Large file parsing with python

This week I came across to an interesting problem. While I was parsing a big file using sed I came across with an error "Argument list too long". I knew that error and sed was right I was doing my job on a big file with long lines. Also I had unnecessary loops in my code which I wanted to eliminate, maybe with a hash like structure.

So I started looking for a solution. My friend offered me Perl’s Tie::File module, but I was too lazy to install needed RPM’s on my machine; also I needed hash like structure(Tie::File::AsHash maybe solves that problem, whatever).

And then I came across with Python’s shelve module. That was my solution. Doing parsing using Python’s dictionary without memory concerns because everything is kept in a DB like file, great!

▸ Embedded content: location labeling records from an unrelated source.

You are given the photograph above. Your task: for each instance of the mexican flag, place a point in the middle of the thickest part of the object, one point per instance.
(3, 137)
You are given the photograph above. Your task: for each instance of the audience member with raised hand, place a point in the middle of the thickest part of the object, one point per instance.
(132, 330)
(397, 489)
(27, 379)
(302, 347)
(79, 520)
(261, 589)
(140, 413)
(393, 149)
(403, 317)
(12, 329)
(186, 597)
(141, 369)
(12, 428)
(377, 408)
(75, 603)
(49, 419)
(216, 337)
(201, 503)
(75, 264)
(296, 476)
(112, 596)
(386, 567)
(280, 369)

Basically what shelve module does is you use dictionary like object in your code and that dictionary is kept on the file-system, not memory.

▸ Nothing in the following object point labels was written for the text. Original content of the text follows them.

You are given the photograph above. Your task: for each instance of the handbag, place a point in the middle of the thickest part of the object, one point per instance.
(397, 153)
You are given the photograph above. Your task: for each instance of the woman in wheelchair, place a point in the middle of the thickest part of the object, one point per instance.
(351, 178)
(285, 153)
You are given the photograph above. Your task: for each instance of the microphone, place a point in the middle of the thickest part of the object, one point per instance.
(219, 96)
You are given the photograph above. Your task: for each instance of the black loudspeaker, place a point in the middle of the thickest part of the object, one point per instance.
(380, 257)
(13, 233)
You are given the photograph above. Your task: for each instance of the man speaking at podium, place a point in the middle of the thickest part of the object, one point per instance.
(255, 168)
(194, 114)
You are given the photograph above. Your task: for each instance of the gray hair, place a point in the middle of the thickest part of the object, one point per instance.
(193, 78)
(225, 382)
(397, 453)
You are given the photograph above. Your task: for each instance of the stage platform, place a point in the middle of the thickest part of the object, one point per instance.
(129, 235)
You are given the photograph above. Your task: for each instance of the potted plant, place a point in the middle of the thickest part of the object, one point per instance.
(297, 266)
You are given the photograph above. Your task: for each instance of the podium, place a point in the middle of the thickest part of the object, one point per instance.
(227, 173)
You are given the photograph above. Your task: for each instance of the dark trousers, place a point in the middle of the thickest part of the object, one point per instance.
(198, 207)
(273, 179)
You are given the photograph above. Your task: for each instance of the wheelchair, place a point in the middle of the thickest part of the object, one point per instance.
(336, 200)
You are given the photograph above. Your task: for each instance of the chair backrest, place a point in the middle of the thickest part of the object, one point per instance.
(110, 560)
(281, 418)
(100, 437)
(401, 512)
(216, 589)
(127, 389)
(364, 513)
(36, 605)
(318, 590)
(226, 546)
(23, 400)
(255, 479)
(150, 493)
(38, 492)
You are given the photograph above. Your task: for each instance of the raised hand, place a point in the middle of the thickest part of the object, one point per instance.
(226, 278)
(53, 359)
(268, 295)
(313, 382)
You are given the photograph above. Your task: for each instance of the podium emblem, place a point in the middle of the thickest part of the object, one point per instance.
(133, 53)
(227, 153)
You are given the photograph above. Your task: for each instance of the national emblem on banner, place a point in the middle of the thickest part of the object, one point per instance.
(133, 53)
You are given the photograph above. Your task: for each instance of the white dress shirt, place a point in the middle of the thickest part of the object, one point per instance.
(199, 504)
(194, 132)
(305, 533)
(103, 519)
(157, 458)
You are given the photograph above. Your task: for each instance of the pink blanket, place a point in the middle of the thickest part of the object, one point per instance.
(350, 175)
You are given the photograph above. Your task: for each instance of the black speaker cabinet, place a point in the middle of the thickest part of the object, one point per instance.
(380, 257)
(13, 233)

Enough talk let’s show some code. As an example I will implement a basic version of GNU join command to illustrate how shelve works.

Assume we have two files.

First one has COURSENAME | STUDENTNAME1, STUDENTNAME2 Second one has STUDENTNAME | COURSESTUDENTTAKES

Here is our code

import shelve
 
# Files to merged

FILE1 = '/tmp/file1'
FILE2 = '/tmp/file2'
 
# Shelve file

SHELVE = '/tmp/shelve'
 
# Open shelve file

my_dict = shelve.open(SHELVE)
 
# Open first file and create the dict

with open(FILE1, 'r') as f1:
    for line in f1:
        s_line = line.strip().split('|')
 
        # Append file’s elements to dict

        my_dict[s_line[0]] = [s_line[1]]
 
# Open second file and create the dict

with open(FILE2, 'r') as f2:
    for line in f2:
        s_line = line.strip().split('|')
 
        # Append file’s elements to dict’s list

        my_dict[s_line[1]] = my_dict[s_line[1]] + [s_line[0]]
 
# Print out the dictionary

for key in my_dict.keys():
    print key + '|' + ','.join(my_dict[key])
 
# Close shelve file

my_dict.close()

Example input/output will be like below.

======== File1 ========
math|osman
phys|ayse,fatma
 
======== File2 ========
hasan|phys
huseyin|math
 
======== Output ========
math|osman,huseyin
phys|ayse,fatma,hasan

Happy hacking.

Edit 1: It’s really slow with big data, be careful.